〈地元で開業、評判上々〉
 輪島市門前町の總持寺通り商店街で13日までに、空き店舗に地元食材を扱う料理店が開業した。總持寺開創700年の節目に、地元在住の料理人安田俊英さん(45)が幼い頃から慣れ親しんだ商店街に活気を呼び戻そうと独立した。コロナ禍で営業時間の短縮を余儀なくされた中でのオープンとなったが、「コロナにめげず、節目を迎えた地元を盛り上げたい」と意欲を高めている。

 店は10年ほど前まで、すし店だった空き店舗を改装した。「縁側でくつろぐような気持ちで店に来てほしい」との思いを込めて店名は食事処「縁(えにし)」とした。

 門前町で生まれ育った安田さんは高校卒業後、地元のホテル「ビューサンセット」に就職し、料理人としての腕を磨いた。3月に退職するまでの5年間、料理長を任された。

 安田さんにとって商店街は小学校の通学路だった。中学校の部活帰りに立ち寄った書店や食堂、友人との待ち合わせに使った喫茶店など、思い入れのある店は多い。しかし、今では、当時通った店のほとんどが閉じ、空き店舗が目立つ。

 今年の總持寺開創700年に向け、安田さんは数年前には「禅の里づくり推進協議会地域まちづくり部会」に加入した。地域のにぎわい作りに取り組む中で、「商店街の一員として地元を元気付けたい」との思いを強くし、節目の年に開業することを決意した。

 店は先月24日にオープンした。門前町の鹿磯漁港などで仕入れた新鮮な魚介類や、特産の「輪島ふぐ」、能登牛など能登の食材にこだわったメニューを提供し、住民が気軽に立ち寄れる店を目指す。
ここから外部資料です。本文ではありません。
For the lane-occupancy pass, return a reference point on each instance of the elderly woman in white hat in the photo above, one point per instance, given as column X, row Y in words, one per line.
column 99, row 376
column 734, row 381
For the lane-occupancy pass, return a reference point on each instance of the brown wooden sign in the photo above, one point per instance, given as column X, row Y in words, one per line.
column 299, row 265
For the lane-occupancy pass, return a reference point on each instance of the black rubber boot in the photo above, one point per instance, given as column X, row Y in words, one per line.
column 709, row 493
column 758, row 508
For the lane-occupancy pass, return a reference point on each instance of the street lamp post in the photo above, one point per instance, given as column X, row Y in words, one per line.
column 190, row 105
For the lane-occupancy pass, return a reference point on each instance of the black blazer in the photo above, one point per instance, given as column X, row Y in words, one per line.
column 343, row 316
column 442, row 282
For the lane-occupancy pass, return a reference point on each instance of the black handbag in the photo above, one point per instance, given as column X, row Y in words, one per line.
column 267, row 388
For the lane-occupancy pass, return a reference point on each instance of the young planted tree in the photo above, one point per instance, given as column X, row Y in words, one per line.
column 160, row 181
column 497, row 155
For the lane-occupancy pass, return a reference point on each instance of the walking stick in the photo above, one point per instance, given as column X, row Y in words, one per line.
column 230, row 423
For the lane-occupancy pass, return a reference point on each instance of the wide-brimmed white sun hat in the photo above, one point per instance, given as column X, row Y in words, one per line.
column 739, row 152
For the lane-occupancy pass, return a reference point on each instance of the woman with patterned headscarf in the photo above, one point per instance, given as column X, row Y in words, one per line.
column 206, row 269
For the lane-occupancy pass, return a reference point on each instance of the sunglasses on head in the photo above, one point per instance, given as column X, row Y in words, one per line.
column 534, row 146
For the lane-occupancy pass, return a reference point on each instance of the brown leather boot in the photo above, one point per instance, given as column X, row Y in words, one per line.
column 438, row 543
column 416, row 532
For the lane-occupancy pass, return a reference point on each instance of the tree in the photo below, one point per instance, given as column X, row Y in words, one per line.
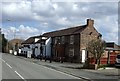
column 96, row 48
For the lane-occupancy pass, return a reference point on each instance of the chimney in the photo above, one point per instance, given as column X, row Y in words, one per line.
column 90, row 22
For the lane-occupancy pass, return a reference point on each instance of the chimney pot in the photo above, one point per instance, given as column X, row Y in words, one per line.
column 90, row 22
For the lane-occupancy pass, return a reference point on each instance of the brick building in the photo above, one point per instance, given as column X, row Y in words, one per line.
column 71, row 43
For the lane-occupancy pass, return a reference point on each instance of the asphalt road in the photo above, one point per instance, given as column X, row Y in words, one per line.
column 16, row 68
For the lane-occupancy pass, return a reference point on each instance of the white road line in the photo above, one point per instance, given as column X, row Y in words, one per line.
column 19, row 75
column 2, row 60
column 63, row 73
column 9, row 65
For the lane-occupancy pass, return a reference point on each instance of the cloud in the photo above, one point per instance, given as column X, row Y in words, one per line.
column 43, row 16
column 20, row 32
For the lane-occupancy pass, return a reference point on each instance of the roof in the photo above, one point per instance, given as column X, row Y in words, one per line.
column 68, row 31
column 30, row 40
column 41, row 40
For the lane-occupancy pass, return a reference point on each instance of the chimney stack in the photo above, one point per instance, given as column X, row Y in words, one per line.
column 90, row 22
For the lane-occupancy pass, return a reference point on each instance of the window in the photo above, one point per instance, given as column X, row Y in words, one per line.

 オープンから間もなくして感染が急拡大し、閉店時間は本来の午後10時から同9時に短縮している。それでも地元客からの評判は上々で、リピーターも増えてきた。安田さんは「お客さんから『おいしかった。大変な時やけどまた来るわ』との言葉をいただき、力になっている」と感謝した。

  〈商店ピークから半減〉
 總持寺祖院の門前町として栄えた總持寺通り商店街は2007年の能登半島地震で商店が全半壊するなど甚大な被害を受けた。後継者不足も追い打ちを掛け、廃業する店が相次ぎ、ピークの1965年には55店が軒を連ねたが、現在はほぼ半分の約30店まで減った。

 開創700年記念事業に向け、商店主らでつくる総持寺通り協同組合は、空き店舗の解消を図るため、テナント誘致に力を入れている。